The Guildmaster’s Guide To Ravnica is hopefully the first of many sourcebooks to fill this gap and it’s pretty fabulous. Ravnica is certainly an interesting place to start. The setting is sort of a fantasy take on the cyberpunk genre. Ravinica is a huge, world sized metropolis, with towers that go as high as the clouds. It’s a fantasy world, so the building and principles look medieval and its guilds instead of corporations, but the idea is the same. The poor people live on the bottom of the city with the pollution and strange monsters, whilst the rich are in their towers.
The Guilds form a big part of the setting; everyone is anyone is part of a guild, and they are ten of them in total, from law enforcing Azorius to the demon worshipping Cult of Rakdos. As this is all based on the popular card game, you can see some very simple themes running through the various Guilds and figure out what kind of play-style each Guild would represent in Magic. That said, The Guildmaster’s Guide To Ravnica is highly focused on turning all of that into a D&D campaign. Guilds also govern what race and character type you’re likely to be. Though that said, if you want to be a magic-item making tinkerer who happens to be a Loxodon (elephant person), then of course that’s a thing you can do.
The book is extremely comprehensive and well thought out; a lot as gone into meshing the entire thing into a single and coherent campaign setting, and it’s got all you need to run a game. Personally I like to lift ideas from multiple sources and as such this book is a bit of a treasure.
The sheer volume of interesting ideas present is well worth the time, and the setting is flexible enough to allow both political and adventure based games at the same time. One of the nice things about this setting is that each faction on its own is set to destroy the world if left to their own devices. In most cases this would be a bit of an accident, but without the other guilds competing against them, then things would go wrong quickly.
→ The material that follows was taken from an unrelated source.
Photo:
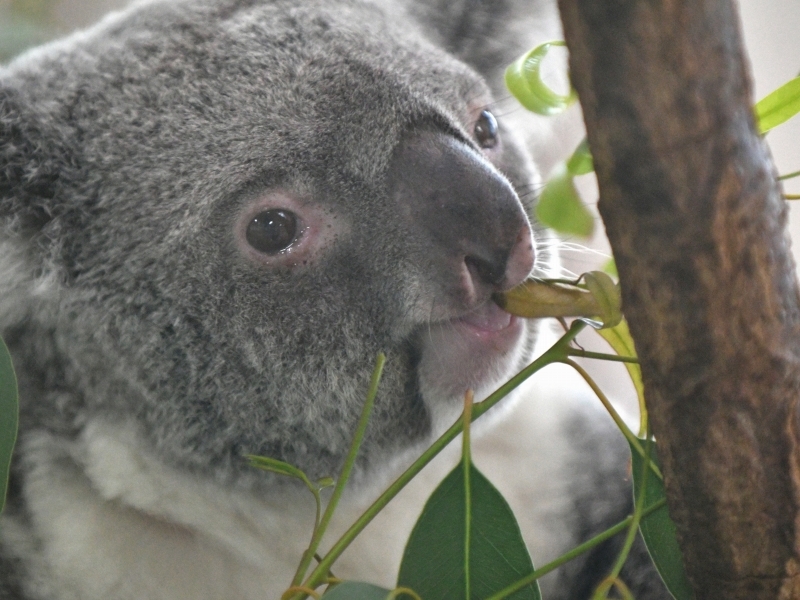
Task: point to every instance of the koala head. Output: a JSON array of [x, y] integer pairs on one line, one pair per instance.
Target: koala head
[[215, 214]]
This means there is an inherent conflict to the setting and that makes it a doddle to set up adventures in this world.
My only concern is that it’s so good that we’ll get more Magic inspired books. On the one hand, that’s a great thing. But on the other I’m still waiting for 5th Edition take on the old school Planescape setting and it’d looking like I’m going to have to cram all this Magic inspired stuff into that setting instead.